Manejan grandes casos y algunos de ellos han participado en operaciones relevantes antes de los 30 años, han trabajado fuera del país, ya son socios de firma o están a punto de alcanzarlo por su buen desempeño y porque son los llamados a garantizar la perdurabilidad empresarial de los bufetes en donde se han formado.
Las características comunes de las nuevas generaciones de abogados son varias: tienen alta capacidad de adaptación a nuevas situaciones y entornos, hablan varios idiomas, tienen una fuerte incorporación de estándares éticos.
El nuevo abogado pasó de ser el ‘generalista’ que sabía de todo y se aprendía los códigos de memoria, a un profesional que está en contacto con el mundo, más analítico y cercano a la realidad empresarial y del país. Es proactivo y estudioso en una profesión en el que todos los días hay cambios en las leyes. Además, sabe argumentar y convencer.
Los jóvenes abogados actuales viven un momento decisivo para la industria legal dado los cambios que se gestan con la entrada de firmas internacionales, los procesos de fusiones y adquisiciones y las alianzas para hacer más robustas y la aparición de nuevas áreas de práctica en la medida en que el mercado exige un mayor nivel de especialización.

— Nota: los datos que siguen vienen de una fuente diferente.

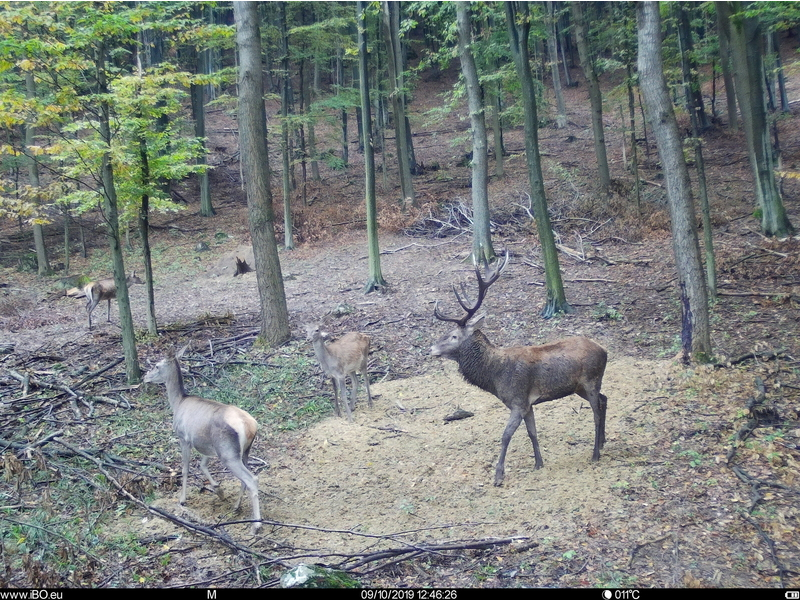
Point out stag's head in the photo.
[431,251,508,360]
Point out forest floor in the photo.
[0,54,800,587]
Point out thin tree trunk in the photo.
[233,2,291,347]
[726,2,794,237]
[505,2,573,319]
[356,0,386,294]
[572,2,611,196]
[278,2,294,250]
[636,2,711,362]
[25,71,52,276]
[95,42,142,384]
[381,1,417,208]
[456,2,494,264]
[714,2,739,131]
[547,0,567,129]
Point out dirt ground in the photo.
[0,42,800,587]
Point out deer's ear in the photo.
[467,313,486,334]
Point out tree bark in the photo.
[636,2,711,362]
[456,2,494,264]
[547,0,567,129]
[95,42,142,384]
[356,1,386,294]
[726,2,794,237]
[278,2,294,250]
[714,2,739,131]
[505,2,573,319]
[572,2,611,196]
[381,0,417,208]
[25,71,52,276]
[190,5,215,217]
[233,2,291,347]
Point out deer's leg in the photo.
[179,440,192,504]
[225,457,261,533]
[585,390,607,462]
[361,365,372,408]
[200,454,225,500]
[524,407,544,469]
[494,408,522,486]
[350,371,358,409]
[336,375,353,423]
[332,377,342,417]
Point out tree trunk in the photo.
[547,0,567,129]
[727,2,794,237]
[278,2,294,250]
[674,2,711,131]
[636,2,711,361]
[25,71,52,276]
[456,2,494,264]
[95,43,142,384]
[189,5,214,217]
[233,2,291,347]
[381,0,417,208]
[714,2,739,131]
[356,1,386,294]
[505,2,573,319]
[572,2,611,196]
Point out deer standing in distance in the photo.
[83,271,144,329]
[144,345,261,533]
[306,324,372,422]
[431,252,608,486]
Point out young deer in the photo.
[83,271,144,329]
[306,325,372,421]
[431,253,607,486]
[144,346,261,533]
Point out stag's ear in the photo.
[466,313,486,335]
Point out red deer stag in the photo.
[431,253,607,486]
[144,346,261,533]
[83,271,144,329]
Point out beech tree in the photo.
[233,2,291,346]
[636,2,711,361]
[505,2,572,319]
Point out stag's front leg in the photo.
[494,408,522,486]
[524,407,544,469]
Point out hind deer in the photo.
[144,346,261,533]
[431,252,607,486]
[83,271,144,329]
[306,325,372,421]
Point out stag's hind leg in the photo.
[524,407,544,469]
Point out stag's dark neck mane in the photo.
[456,331,499,396]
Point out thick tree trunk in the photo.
[356,1,386,294]
[572,2,611,196]
[506,2,573,319]
[95,43,142,384]
[637,2,711,361]
[233,2,291,347]
[456,2,494,264]
[729,2,794,237]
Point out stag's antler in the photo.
[433,250,508,327]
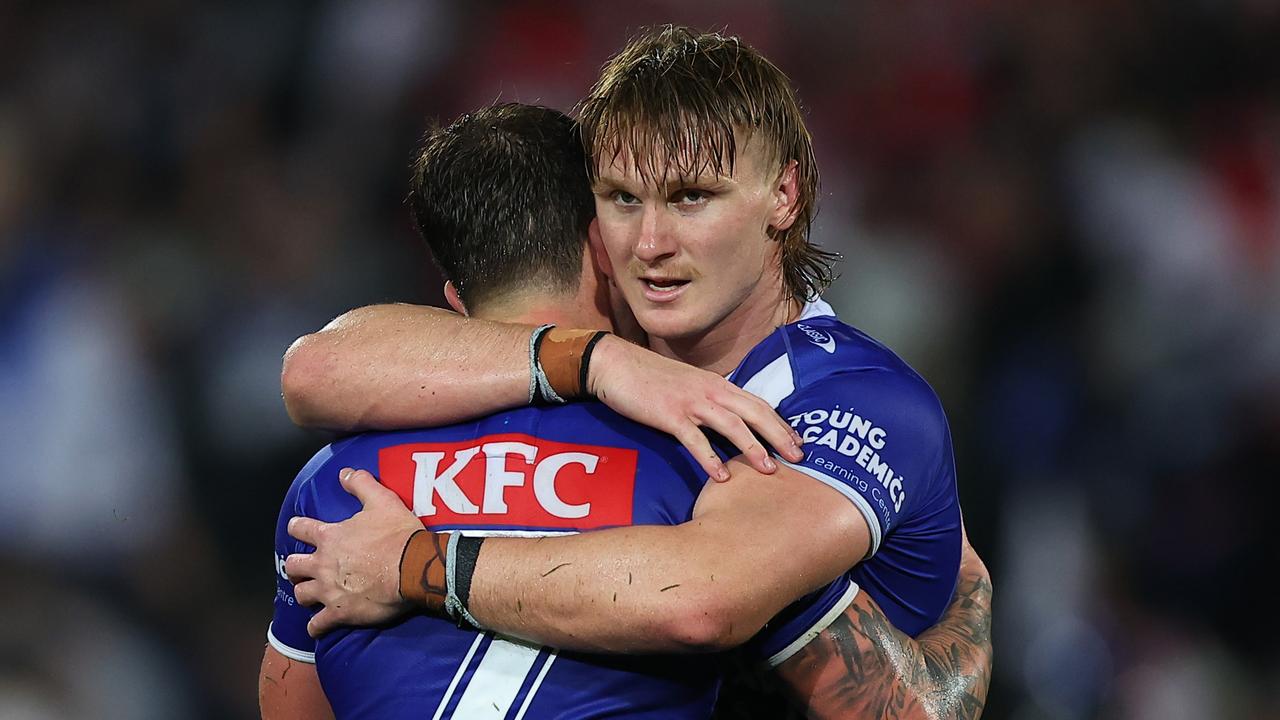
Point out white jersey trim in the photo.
[445,525,579,538]
[796,297,836,322]
[266,623,316,665]
[767,580,858,667]
[742,354,796,407]
[774,456,881,562]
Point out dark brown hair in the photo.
[577,26,838,301]
[408,102,595,310]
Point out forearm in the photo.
[280,305,530,430]
[257,646,333,720]
[780,568,992,720]
[468,520,801,653]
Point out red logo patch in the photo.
[378,433,637,530]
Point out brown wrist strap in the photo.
[534,328,609,402]
[401,529,449,615]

Como estos nombres, sobresalen muchos otros menores de 40 en esta industria y que son nominados por el propio mercado: en derecho financiero, Francisco Gómez (GPZ); competencia: Nicolás Cardona (Brigard & Urrutia), Daniel Beltrán (Esguerra Asesores Jurídicos); Juan David Gutiérrez (independiente) y José Fernando Mestre, penalista de M&P abogados.